The other day, I took a bit of a walk among thresholds, in a manner of speaking. A route where land and sea collide, but also where my county braces against the one adjacent.
May’s often the time when water revitalizes. Fresh water rushes in to remove the staleness of stagnant pools left over from the winter.
I didn’t live by the shore as a kid, but we had the absolute best swimming holes. If you knew the right paths—no, I won’t tell you; some secrets must be shown instead of told—you could find empyrean pockets of pine and limestone lined with waterfalls, rocks for sunbathing and active fishing spots. Brilliant, cool water would bubble and swell more invitingly than any hot tub.
That’s where we always wanted to go in the spring and summer. We never went where the water was stale. Only an idiot would swim there. Stagnant water was dangerous—even deadly. Everyone knew that.
Yet as an adult, that becomes easy to forget.
Today, there’s much of daily life that threatens to introduce spiritual stagnancy. I don’t just mean what some folks do in the big buildings on Sundays. Much of this also has to do with AI, social media, politics, technology, scientific bureaucracy and our very sense of purpose and self-worth. Untangling these would have us here for far longer than this walk, and I’ve become skeptical to the degrees to which analysis of that sort is needed. Instead, I thought I’d list out some steps I’m trying to take in an attempt to keep the water clean.
Participate in seasonality. There are daily, weekly, monthly and seasonal tides, and it’s to our benefit to move with them. This may include food prepared, stories shared, landmarks visited, spiritual practices observed.
Choose the Aidanic. Graciousness should be the baseline obligation in any social setting. When speaking up becomes necessary, points should be made through empathy and storytelling, not browbeating or statistics.
Speak with the hands more. Walking the community perimeter, pausing to let the sun set, or burying old totems from careers that no longer serve us aren’t silly superstitious practices. The heart, head and hands need regular alignment. Doing so is pragmatic.
Consider the language. Communication can take many roads. For example, “I am a follower of Jesus Christ, my personal Lord and Savior” and “I wander behind the Man of Sorrows” get at the same thing. But one invites a load of assumptions about political positions, social circles, rigidity of opinion, and moral outlook while the other has a much higher chance of leading to open questions and honest conversation. Language should invite communication, not scare it off.
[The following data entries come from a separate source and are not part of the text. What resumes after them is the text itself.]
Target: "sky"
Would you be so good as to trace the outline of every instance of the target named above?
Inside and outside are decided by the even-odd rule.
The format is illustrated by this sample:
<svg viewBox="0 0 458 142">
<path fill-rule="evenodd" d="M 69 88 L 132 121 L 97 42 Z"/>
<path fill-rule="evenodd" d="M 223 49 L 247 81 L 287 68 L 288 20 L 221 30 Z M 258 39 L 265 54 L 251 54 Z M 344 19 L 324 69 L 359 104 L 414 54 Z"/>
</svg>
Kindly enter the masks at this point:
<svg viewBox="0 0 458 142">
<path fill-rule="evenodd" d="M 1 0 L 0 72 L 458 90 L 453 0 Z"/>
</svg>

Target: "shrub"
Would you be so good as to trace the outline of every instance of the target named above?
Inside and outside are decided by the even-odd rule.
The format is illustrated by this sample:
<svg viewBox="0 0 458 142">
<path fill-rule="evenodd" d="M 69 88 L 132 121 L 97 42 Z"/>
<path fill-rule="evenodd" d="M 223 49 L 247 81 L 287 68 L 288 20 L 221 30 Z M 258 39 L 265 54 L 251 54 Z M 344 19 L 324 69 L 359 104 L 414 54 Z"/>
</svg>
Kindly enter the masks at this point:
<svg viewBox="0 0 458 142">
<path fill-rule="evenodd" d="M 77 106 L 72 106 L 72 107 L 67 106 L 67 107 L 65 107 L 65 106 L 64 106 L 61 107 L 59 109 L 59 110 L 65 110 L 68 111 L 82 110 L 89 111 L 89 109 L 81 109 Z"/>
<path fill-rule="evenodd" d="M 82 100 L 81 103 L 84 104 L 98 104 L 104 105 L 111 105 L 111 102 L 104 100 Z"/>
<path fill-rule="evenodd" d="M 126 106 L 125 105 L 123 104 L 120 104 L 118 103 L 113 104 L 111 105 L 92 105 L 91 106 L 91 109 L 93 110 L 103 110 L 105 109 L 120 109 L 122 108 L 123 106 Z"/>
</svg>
Go where it’s resonant. If church ruins seem to have more spiritual amperage than the drywalled one in town, then spending time with the former isn’t necessarily time wasted.
Keep it small. Crowds have a tendency to reduce our sense of personal responsibility, amplify emotional extremes, and encourage amorality and greater risk-taking. Gathering is important, but it’s okay to wonder how many is too many in any one setting.
Go barefoot. Walk more and drive less. Leave the house without the phone more often. Keep it away from the forest and the beaches. Be gone so long that time becomes questionable. While wandering, either make a commitment to ruminate or to talk to strangers.
Embrace limitation. Stop trying to analyze, get things done or build a personal brand. As the old army adage goes, less “me,” more “we.” Invite some myths into the room and help them find their feet with new people and new language. Volunteer more. Be well-known at the library instead of on social media. Integrate instead of trying to stand out.
I should make it clear that I haven’t mastered any of these. It’s a long list and I’m far from perfect. But when stagnation threatens at every turn, having a description of fresh water can help remind us of what it’s supposed to taste like.